Some designers may be enticed to write their code giving no more than 50 ms for the card to show active prior to posting a card error. With this thinking, there’s a significant guard band of 30 ms compared to the 20-ns experience from the tested cards.

Many of these systems never encounter an issue, but there are regular examples teaching us that this isn’t the right way to go. Even with long life cycle industrial-grade flash storage, after some years, there will be a transition that may or may not affect the system.

If you fast-forward five years or more, there may be changes in the memory technology or other components that cause flash card vendors to modify their card timings. What was once a 20 ms or less to active is now 300 ms. This is still within the published industry standard spec, but the embedded system no longer recognizes that a flash card is present because it times out too soon due the 50 ms time-out limit set by the designer.

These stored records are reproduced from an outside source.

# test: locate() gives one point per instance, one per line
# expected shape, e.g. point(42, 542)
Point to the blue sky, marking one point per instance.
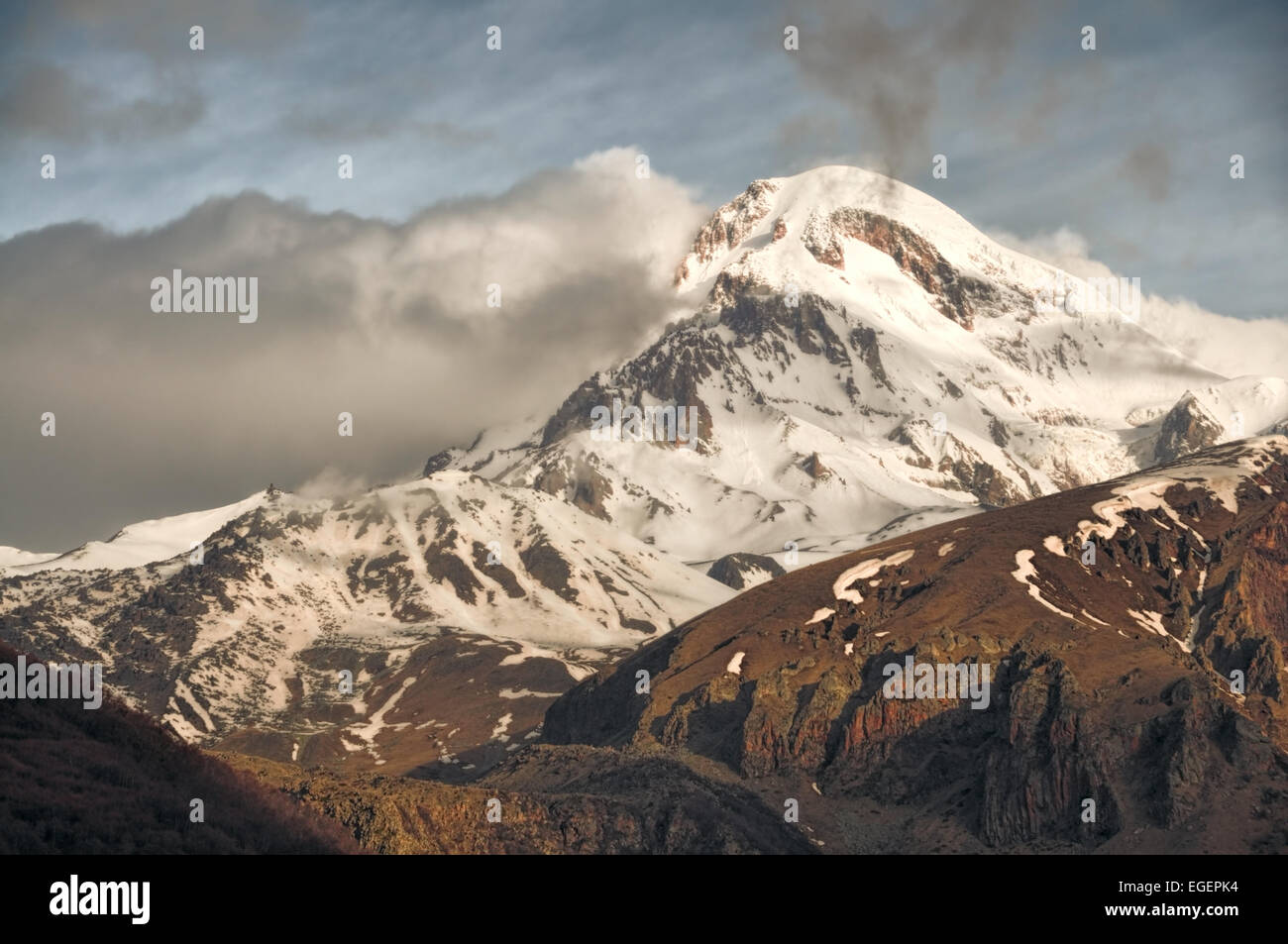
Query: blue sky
point(1128, 145)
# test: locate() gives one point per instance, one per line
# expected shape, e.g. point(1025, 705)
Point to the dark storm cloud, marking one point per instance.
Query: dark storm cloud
point(1149, 167)
point(165, 412)
point(887, 62)
point(48, 102)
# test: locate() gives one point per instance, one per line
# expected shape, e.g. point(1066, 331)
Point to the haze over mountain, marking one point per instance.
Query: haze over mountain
point(862, 364)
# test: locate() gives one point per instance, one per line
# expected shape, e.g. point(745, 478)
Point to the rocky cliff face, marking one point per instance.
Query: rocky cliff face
point(1133, 633)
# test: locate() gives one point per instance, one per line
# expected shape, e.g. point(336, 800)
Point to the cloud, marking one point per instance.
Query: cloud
point(390, 322)
point(333, 483)
point(1232, 347)
point(46, 101)
point(888, 65)
point(1149, 166)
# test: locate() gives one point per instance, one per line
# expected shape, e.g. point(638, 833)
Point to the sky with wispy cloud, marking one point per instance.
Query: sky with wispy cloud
point(464, 156)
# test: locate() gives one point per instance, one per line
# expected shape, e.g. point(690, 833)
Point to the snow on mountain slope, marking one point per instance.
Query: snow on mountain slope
point(861, 355)
point(134, 545)
point(1149, 674)
point(12, 557)
point(436, 595)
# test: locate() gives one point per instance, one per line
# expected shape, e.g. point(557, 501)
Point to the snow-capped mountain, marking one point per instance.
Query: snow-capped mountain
point(859, 364)
point(863, 362)
point(459, 607)
point(1121, 643)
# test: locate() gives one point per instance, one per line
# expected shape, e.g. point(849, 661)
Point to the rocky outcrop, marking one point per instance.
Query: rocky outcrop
point(742, 571)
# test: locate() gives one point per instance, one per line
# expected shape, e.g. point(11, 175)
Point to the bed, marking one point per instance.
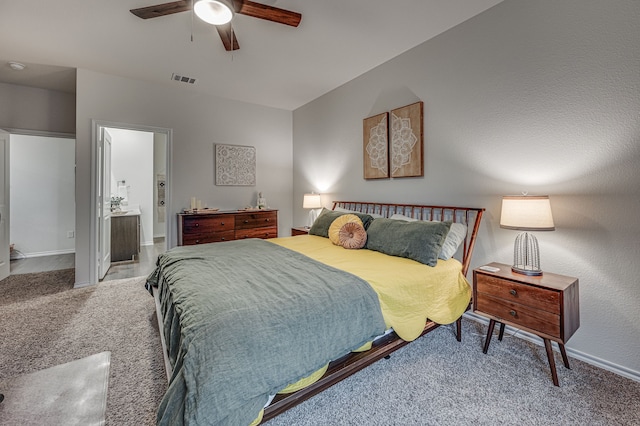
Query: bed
point(251, 328)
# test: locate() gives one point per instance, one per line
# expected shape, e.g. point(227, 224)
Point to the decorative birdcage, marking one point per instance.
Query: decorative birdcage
point(526, 255)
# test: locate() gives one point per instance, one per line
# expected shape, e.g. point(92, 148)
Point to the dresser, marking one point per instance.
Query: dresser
point(125, 236)
point(546, 305)
point(202, 228)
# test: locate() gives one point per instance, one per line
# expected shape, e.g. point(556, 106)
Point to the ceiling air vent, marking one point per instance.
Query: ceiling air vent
point(183, 79)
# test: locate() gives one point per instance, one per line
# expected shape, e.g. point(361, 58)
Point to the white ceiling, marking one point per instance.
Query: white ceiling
point(277, 65)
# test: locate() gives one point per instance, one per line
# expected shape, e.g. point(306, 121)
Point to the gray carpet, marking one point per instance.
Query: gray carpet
point(70, 394)
point(56, 328)
point(433, 381)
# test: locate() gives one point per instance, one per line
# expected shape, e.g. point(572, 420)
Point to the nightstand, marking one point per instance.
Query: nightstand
point(546, 305)
point(301, 230)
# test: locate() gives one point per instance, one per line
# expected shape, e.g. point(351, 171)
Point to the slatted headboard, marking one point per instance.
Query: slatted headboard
point(469, 216)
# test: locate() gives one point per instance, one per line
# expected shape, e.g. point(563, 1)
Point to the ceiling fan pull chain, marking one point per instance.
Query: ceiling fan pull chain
point(191, 21)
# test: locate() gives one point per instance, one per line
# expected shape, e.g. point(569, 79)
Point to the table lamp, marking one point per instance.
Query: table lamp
point(526, 213)
point(312, 201)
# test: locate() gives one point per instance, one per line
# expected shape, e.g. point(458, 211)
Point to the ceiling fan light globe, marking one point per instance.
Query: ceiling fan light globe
point(213, 12)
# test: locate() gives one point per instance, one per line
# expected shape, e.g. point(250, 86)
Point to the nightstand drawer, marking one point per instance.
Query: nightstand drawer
point(534, 297)
point(537, 320)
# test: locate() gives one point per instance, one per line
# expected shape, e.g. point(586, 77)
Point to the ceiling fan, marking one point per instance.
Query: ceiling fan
point(220, 13)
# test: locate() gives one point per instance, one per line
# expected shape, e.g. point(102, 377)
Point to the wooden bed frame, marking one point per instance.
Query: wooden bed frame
point(354, 362)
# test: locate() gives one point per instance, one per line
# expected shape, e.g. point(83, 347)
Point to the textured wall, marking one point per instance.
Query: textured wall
point(28, 108)
point(539, 96)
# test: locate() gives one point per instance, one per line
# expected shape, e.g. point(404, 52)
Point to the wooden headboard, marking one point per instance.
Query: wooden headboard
point(469, 216)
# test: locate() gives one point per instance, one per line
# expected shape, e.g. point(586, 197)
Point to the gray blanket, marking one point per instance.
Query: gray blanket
point(243, 319)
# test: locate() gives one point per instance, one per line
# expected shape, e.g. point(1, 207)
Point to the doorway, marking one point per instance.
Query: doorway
point(131, 169)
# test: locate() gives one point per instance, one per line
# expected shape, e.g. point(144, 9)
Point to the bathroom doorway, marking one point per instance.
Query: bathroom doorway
point(135, 187)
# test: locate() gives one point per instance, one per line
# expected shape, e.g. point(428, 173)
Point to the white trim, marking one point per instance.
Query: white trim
point(95, 125)
point(589, 359)
point(45, 253)
point(48, 134)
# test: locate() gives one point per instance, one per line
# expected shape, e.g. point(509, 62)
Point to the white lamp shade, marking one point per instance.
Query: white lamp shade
point(526, 213)
point(312, 201)
point(214, 12)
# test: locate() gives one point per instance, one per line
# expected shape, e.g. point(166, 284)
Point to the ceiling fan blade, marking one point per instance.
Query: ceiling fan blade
point(227, 35)
point(162, 9)
point(270, 13)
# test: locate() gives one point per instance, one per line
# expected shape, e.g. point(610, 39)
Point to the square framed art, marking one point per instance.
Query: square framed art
point(406, 141)
point(376, 146)
point(235, 165)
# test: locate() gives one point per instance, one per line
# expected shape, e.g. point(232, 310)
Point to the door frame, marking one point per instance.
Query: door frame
point(5, 217)
point(96, 126)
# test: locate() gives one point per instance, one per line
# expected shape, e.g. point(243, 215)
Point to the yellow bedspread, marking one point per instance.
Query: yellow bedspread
point(409, 291)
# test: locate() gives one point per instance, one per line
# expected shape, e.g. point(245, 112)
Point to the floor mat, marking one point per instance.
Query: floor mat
point(74, 393)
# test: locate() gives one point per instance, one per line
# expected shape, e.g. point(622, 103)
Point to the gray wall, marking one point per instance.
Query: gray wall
point(540, 96)
point(29, 108)
point(198, 122)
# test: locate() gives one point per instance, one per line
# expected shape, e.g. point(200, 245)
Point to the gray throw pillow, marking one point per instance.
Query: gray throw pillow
point(419, 241)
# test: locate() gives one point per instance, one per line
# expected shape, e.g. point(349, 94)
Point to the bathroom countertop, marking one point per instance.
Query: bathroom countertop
point(132, 212)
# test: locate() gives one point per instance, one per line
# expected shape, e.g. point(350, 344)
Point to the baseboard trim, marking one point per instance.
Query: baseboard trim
point(44, 253)
point(589, 359)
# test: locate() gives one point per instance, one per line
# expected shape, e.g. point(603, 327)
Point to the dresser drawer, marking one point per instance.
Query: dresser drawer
point(267, 232)
point(204, 238)
point(511, 291)
point(256, 220)
point(205, 224)
point(537, 320)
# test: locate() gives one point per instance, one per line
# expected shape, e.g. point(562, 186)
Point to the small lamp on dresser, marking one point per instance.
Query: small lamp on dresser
point(312, 201)
point(526, 213)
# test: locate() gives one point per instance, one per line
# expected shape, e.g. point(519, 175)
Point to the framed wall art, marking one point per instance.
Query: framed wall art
point(235, 165)
point(406, 141)
point(376, 146)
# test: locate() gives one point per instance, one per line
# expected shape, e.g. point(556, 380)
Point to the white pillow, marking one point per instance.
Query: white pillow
point(340, 209)
point(455, 237)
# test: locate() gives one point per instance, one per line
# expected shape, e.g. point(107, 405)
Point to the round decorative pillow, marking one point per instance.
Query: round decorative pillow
point(352, 236)
point(334, 228)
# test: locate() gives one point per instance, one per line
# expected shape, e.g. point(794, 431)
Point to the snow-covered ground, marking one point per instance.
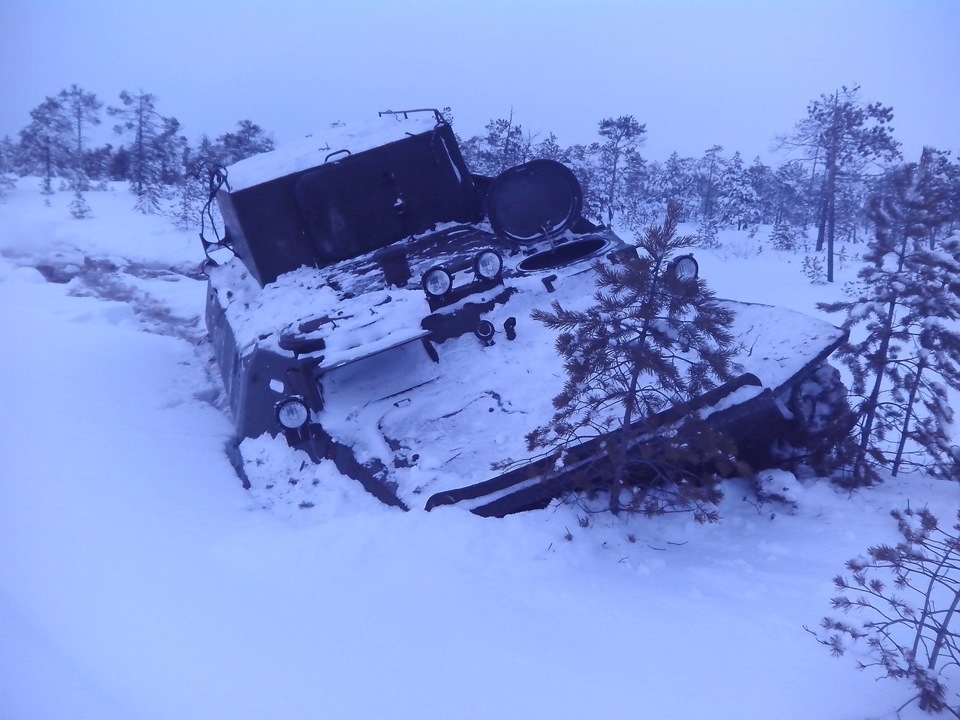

This may seem like a trivial task to upgrade code to time out after a longer period, but keep in mind that this is on a design from five years ago. The original engineer may have moved on or likely has forgotten much of the code. Depending on the system, it could be short/quick fix, a matter of relearning the code and making the fix or possibly an insurmountable problem.

The bottom line is this is an easily solved problem at the beginning of the design process. Whenever possible, use the industry-standard spec to design the host system interface to the flash card, SSD, or module, not the currently available products in the market. You will be happier, and those who support the system in the future will be happier.

Steve Larrivee is a vice president at Cactus Technologies and has over 30 years of experience in the data storage market, including 10 years with SanDisk and five at Seagate Technology.